Residents celebrated the day with prayers, festive outfits, exchanging gifts and enjoyed meals.
Eid-ul-Fitr, which means festival of breaking the fast, is one of two religious festivals in Islam.
“It marks the end of Ramadan,” said Mansoor Azeem, Imam/missionary, Ahmadiyya Muslim Jama’at Lloydminster.
“Ramadan is the holiest month in the Islamic calendar. During Ramadan, one fasts from sunrise to sunset.”
The aim of Ramadan is to have the participant realize what those who are hungry are feeling.
“Islam teaches us that we cannot realize the hunger, we cannot realize the devastation unless we feel it ourselves. That is why we keep ourselves hungry, thirsty until sunrise and sunset so we can feel it,” said Azeem.
Ramadan lasts a month, and during this exercise, Azeem said it changes people.
“It increases them in spirituality, and when you increase in spirituality, you celebrate, you have achieved something. The achievement is Eid-ul-Fitr,” he said.

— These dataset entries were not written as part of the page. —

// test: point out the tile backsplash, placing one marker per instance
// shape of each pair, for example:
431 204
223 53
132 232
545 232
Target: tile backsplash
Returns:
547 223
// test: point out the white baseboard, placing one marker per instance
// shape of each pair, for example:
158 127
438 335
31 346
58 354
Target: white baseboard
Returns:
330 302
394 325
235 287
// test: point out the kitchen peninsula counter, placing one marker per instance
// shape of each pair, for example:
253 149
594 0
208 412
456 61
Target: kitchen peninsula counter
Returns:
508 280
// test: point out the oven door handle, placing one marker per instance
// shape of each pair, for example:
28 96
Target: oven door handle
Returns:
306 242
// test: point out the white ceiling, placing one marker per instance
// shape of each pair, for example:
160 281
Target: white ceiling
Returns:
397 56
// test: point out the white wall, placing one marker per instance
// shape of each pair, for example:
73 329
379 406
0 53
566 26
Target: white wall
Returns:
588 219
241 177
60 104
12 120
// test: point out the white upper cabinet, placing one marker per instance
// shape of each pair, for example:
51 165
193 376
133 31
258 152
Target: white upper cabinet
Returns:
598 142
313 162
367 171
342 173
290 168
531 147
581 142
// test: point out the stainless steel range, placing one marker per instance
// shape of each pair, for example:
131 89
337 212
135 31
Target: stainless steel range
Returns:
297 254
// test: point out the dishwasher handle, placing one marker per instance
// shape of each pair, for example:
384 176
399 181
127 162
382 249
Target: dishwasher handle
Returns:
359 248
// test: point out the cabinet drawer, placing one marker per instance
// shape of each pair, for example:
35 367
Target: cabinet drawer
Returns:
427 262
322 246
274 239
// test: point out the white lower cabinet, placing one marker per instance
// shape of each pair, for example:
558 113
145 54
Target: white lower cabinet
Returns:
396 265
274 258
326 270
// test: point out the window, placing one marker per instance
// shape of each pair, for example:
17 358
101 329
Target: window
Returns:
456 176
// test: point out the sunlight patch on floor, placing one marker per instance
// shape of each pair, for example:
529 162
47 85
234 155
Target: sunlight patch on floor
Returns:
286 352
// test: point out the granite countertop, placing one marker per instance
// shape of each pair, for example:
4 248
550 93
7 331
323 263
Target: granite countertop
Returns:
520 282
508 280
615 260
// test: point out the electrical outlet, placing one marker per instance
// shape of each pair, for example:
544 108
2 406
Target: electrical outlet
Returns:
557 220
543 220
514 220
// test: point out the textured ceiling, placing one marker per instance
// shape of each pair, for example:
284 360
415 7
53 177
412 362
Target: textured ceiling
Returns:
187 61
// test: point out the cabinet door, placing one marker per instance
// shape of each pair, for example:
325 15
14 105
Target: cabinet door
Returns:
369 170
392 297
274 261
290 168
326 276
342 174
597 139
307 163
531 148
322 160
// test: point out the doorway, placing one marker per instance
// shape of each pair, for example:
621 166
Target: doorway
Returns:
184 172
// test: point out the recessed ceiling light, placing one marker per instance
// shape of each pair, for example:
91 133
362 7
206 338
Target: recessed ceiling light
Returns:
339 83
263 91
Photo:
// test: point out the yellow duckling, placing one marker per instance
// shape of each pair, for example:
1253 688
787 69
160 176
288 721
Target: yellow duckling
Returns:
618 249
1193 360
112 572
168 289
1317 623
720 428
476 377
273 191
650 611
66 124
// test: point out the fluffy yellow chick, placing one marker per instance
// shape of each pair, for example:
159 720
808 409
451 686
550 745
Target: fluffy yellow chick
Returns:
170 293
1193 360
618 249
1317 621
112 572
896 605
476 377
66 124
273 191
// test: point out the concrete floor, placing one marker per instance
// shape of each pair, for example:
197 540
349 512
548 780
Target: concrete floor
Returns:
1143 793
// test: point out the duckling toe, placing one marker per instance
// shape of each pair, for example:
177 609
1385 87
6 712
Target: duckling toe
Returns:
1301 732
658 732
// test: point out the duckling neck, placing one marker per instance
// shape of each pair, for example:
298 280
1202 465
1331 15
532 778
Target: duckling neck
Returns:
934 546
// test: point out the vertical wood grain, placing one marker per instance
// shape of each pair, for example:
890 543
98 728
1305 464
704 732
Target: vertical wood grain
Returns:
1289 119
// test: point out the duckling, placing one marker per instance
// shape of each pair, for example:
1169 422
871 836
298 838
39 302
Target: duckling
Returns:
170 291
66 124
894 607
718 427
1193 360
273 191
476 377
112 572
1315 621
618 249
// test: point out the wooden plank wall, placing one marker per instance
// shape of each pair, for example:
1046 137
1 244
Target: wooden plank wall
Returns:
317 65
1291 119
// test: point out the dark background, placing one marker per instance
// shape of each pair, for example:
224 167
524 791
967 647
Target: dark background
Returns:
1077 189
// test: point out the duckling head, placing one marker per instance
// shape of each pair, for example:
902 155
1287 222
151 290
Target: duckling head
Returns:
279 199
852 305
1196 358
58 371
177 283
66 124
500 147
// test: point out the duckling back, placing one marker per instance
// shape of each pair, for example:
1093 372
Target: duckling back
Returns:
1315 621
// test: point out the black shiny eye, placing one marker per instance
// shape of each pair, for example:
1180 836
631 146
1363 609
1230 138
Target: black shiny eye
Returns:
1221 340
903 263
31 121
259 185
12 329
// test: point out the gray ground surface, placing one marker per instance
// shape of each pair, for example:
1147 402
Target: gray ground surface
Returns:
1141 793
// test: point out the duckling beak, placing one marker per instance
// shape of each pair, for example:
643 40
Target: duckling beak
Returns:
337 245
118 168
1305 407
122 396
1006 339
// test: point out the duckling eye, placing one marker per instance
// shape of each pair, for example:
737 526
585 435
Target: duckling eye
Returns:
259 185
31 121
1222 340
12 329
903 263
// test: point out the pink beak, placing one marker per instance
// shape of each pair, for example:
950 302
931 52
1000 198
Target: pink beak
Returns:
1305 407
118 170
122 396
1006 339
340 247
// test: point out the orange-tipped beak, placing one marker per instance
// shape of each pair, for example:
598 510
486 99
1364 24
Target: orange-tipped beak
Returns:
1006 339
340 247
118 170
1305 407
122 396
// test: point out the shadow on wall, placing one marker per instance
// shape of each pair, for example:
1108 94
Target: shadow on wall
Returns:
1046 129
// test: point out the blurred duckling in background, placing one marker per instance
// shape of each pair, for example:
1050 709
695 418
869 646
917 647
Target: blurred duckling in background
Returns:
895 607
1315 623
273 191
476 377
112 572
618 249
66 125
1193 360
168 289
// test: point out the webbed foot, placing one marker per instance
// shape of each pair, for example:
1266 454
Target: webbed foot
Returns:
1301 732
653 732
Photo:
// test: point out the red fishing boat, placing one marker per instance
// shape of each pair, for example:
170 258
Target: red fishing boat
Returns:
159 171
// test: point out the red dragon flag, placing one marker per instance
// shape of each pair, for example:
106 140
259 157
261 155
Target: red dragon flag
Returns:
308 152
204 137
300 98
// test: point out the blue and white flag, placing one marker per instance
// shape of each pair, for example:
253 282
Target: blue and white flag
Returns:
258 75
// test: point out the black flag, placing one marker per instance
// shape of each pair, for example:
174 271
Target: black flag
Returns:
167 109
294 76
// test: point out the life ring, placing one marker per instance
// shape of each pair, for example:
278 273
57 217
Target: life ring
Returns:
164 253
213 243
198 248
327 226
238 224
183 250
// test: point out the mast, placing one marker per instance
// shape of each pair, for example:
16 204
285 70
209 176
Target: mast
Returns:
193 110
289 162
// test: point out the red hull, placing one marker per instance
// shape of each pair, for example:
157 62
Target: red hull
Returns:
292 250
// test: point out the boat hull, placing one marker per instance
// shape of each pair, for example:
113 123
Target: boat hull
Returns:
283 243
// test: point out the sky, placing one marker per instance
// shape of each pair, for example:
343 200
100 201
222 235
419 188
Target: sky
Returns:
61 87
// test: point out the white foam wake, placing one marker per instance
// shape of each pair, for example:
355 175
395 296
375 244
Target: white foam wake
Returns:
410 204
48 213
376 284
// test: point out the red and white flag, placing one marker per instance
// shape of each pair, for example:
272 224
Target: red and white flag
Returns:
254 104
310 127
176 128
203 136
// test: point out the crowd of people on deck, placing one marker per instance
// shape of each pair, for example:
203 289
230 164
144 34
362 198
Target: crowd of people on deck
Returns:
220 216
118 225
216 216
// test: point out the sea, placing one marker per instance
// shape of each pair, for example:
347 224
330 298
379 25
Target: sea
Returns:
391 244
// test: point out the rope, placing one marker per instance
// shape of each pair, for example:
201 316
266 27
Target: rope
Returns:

While this event was taking place in Lloydminster, it’s also worldwide. In North America, they celebrated Eid-ul-Fitr on June 15, because that is when they saw the moon. The next day is when the rest of the world celebrates.
At the end of the prayer, people were welcomed by embracing and greet each other.
“This is what Eid is about, to greet each other, to share a bond with each other, to unite the community, to unite the people all together so we could have more strength together,” said Azeem.
Charity is also a big aspect when it comes to Eid. Before coming to the mosque and before praying they have to do something charitable.
“Every single earning member has to do some charity before coming to the prayer,” said Azeem, noting every Muslim in the community comes to the prayer, so all of them have done some sort of charity work.
Ahmadiyya Muslim Jama’at Lloydminster member, Shahroze Afradi, said this celebration means a lot to him.
“Our goal is to get more close to God and get more spiritual, and fasting helps a lot. It’s the key,” he said.
His family planned on getting together to celebrate and enjoy the day with eating and talking.